Israel censor eases some restrictions over ‘Prisoner X’

PUBLISHED : Wednesday, 13 February, 2013, 4:42pm
UPDATED : Wednesday, 13 February, 2013, 5:18pm

The Israeli censor on Wednesday slightly eased tight restrictions on the death of “Prisoner X”, allowing the press to publish excerpts of an ABC report which said he was an Australian with ties to Mossad.

The story of the so-called Prisoner X first emerged in May 2010 when Israel’s Ynet news website briefly ran a story about a prisoner being held in top secret conditions whose identity and crime was not even known to his jailers.

The story was quickly taken offline and a complete media blackout was imposed, but it reemerged on Tuesday when Australia’s ABC news identified the mystery prisoner as an Australian national who had reportedly been recruited by Israel’s shadowy spy agency.

After three Israeli MPs raised questions over the issue in parliament, the censor moved to ease the reporting restrictions, allowing the Israeli media on Wednesday to report the details published in the ABC report.

In its report, ABC named the prisoner as 34-year-old Ben Zygier, but said he was known in Israel as Ben Alon.

It said his arrest and incarceration was one of the most sensitive secrets of Israel’s intelligence community.

Before he was arrested in early 2010, Zygier had been living in Israel for about 10 years and was married to an Israeli woman with whom he had two children, the channel said.
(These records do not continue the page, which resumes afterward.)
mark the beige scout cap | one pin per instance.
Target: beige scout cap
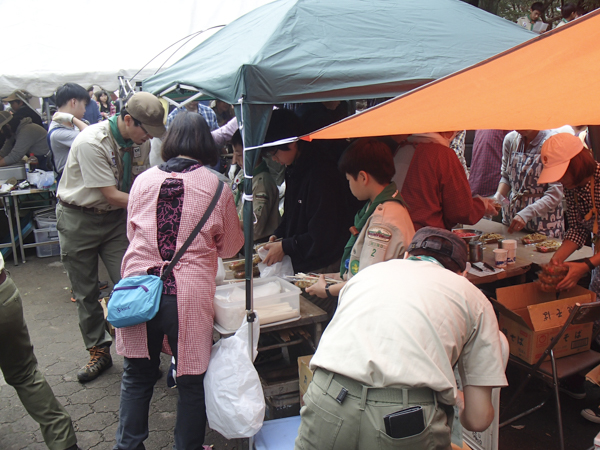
(147, 109)
(557, 152)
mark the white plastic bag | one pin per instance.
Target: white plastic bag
(235, 403)
(281, 269)
(220, 278)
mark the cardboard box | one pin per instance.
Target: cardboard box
(304, 375)
(530, 319)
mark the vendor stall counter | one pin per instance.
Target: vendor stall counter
(526, 255)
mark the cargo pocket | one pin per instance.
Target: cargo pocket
(318, 429)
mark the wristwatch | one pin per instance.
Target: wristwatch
(589, 263)
(329, 295)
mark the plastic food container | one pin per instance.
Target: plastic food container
(275, 300)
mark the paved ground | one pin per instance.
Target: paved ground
(94, 407)
(52, 322)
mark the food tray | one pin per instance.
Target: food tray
(494, 240)
(272, 308)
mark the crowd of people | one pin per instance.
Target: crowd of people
(373, 214)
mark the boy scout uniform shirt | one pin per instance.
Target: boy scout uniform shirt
(93, 162)
(140, 158)
(265, 202)
(407, 324)
(385, 236)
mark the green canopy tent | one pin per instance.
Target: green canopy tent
(315, 50)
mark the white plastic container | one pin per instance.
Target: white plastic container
(45, 235)
(275, 300)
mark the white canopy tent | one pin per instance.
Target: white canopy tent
(49, 43)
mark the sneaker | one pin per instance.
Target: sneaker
(100, 360)
(573, 387)
(591, 414)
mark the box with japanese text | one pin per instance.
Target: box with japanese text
(304, 375)
(530, 319)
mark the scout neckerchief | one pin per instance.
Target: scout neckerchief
(389, 193)
(126, 158)
(425, 258)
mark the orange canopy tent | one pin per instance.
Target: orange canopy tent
(547, 82)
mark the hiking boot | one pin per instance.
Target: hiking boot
(100, 360)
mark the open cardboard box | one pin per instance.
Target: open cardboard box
(530, 319)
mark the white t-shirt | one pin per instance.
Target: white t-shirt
(405, 323)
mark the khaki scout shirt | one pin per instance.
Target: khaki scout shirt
(95, 161)
(140, 159)
(385, 236)
(265, 203)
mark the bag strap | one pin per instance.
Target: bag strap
(193, 234)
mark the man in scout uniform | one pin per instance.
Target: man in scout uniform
(91, 213)
(383, 371)
(265, 194)
(383, 227)
(67, 122)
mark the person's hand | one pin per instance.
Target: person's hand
(275, 254)
(63, 118)
(492, 207)
(517, 224)
(576, 271)
(318, 288)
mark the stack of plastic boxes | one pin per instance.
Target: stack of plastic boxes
(45, 231)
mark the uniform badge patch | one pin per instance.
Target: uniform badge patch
(354, 266)
(379, 234)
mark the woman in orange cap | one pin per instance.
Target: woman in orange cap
(565, 159)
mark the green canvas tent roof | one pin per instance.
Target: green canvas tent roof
(319, 50)
(314, 50)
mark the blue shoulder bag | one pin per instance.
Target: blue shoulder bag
(136, 300)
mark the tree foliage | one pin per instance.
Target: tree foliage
(513, 9)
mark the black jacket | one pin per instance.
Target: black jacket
(316, 217)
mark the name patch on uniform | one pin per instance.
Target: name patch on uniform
(379, 234)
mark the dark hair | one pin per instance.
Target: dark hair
(369, 155)
(284, 123)
(444, 260)
(538, 6)
(568, 9)
(236, 139)
(69, 91)
(189, 135)
(582, 166)
(100, 94)
(124, 113)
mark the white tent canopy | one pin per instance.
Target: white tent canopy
(49, 43)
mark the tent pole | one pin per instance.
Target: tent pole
(248, 241)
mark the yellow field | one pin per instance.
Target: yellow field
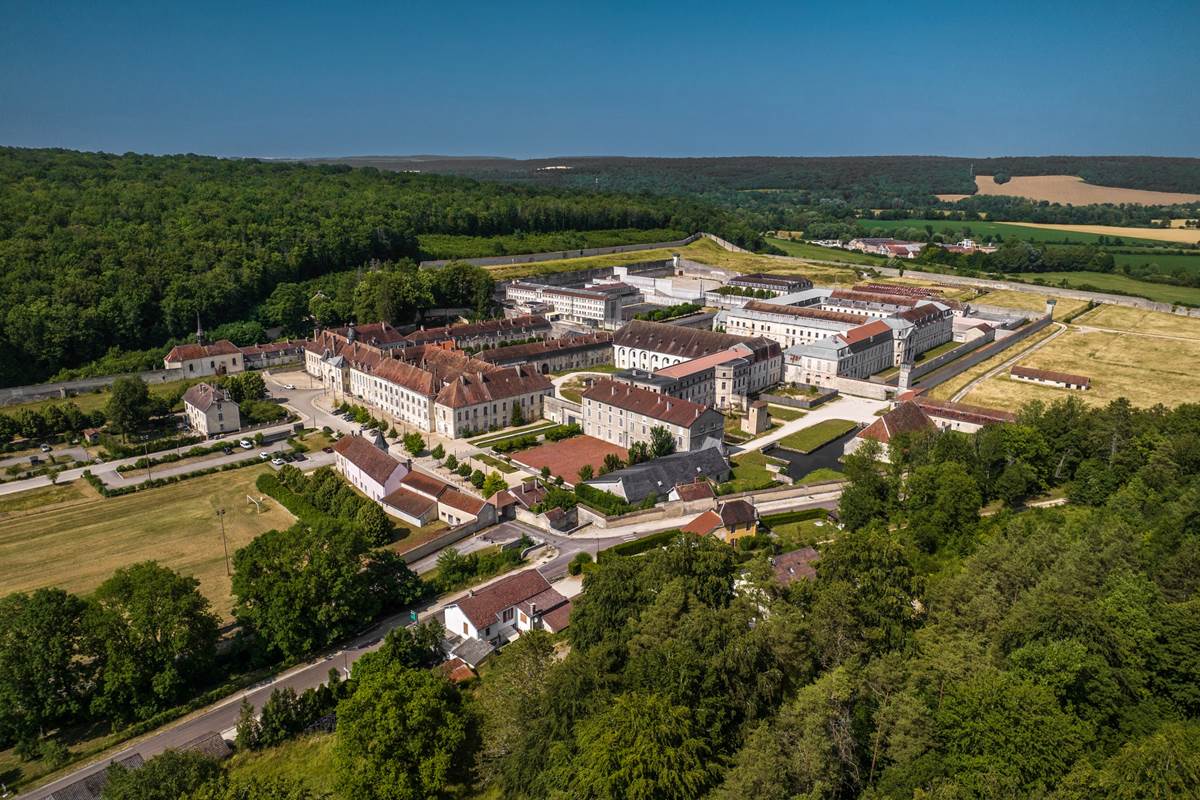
(71, 537)
(703, 251)
(1029, 301)
(1122, 318)
(1147, 371)
(1177, 235)
(1069, 188)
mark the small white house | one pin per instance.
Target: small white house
(210, 411)
(521, 602)
(367, 467)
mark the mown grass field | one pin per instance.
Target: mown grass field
(1139, 320)
(71, 537)
(804, 250)
(448, 246)
(703, 251)
(1117, 284)
(1145, 370)
(982, 229)
(808, 439)
(1030, 301)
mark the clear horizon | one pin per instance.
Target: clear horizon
(543, 80)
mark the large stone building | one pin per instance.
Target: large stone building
(623, 414)
(365, 464)
(553, 355)
(599, 306)
(209, 410)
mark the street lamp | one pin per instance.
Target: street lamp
(223, 541)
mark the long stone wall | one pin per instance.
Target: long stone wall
(557, 256)
(983, 354)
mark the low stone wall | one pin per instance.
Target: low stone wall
(449, 537)
(982, 354)
(825, 396)
(557, 256)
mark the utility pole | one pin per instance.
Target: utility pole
(223, 541)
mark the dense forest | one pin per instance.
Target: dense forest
(101, 251)
(953, 644)
(844, 176)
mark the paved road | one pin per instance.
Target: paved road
(966, 390)
(222, 715)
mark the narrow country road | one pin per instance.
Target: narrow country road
(966, 390)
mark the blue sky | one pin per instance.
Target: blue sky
(618, 78)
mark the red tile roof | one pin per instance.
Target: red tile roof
(192, 352)
(703, 524)
(203, 396)
(905, 417)
(805, 312)
(369, 458)
(642, 401)
(474, 389)
(462, 501)
(425, 483)
(484, 606)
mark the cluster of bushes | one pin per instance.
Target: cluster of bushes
(670, 312)
(53, 420)
(456, 570)
(323, 500)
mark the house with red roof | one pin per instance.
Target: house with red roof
(366, 464)
(520, 602)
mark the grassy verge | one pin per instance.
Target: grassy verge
(496, 463)
(809, 439)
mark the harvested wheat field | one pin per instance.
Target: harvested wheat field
(1074, 191)
(1177, 235)
(1147, 371)
(1031, 301)
(1139, 320)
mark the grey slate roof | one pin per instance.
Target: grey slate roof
(658, 476)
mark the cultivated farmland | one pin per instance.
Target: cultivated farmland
(76, 540)
(1146, 370)
(1073, 191)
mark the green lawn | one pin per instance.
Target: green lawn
(600, 367)
(496, 463)
(510, 433)
(809, 439)
(785, 414)
(750, 473)
(981, 230)
(821, 475)
(804, 250)
(309, 758)
(1117, 284)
ABC said he had been recruited by Mossad, but had no information on why he was arrested and taken to Ayalon Prison near Tel Aviv where he was held in virtual isolation until his “apparent suicide” in December that year.

Australian Foreign Minister Bob Carr on Wednesday confirmed he had ordered a review of the handling of the case.

“That’s not to suggest anything untoward has happened, but given that there’s an interest in the case, let’s have a review,” his spokesman said.

In the ABC interview, Carr said Australia only became aware of Zygier’s incarceration after his death and said he was troubled by the questions raised by the report.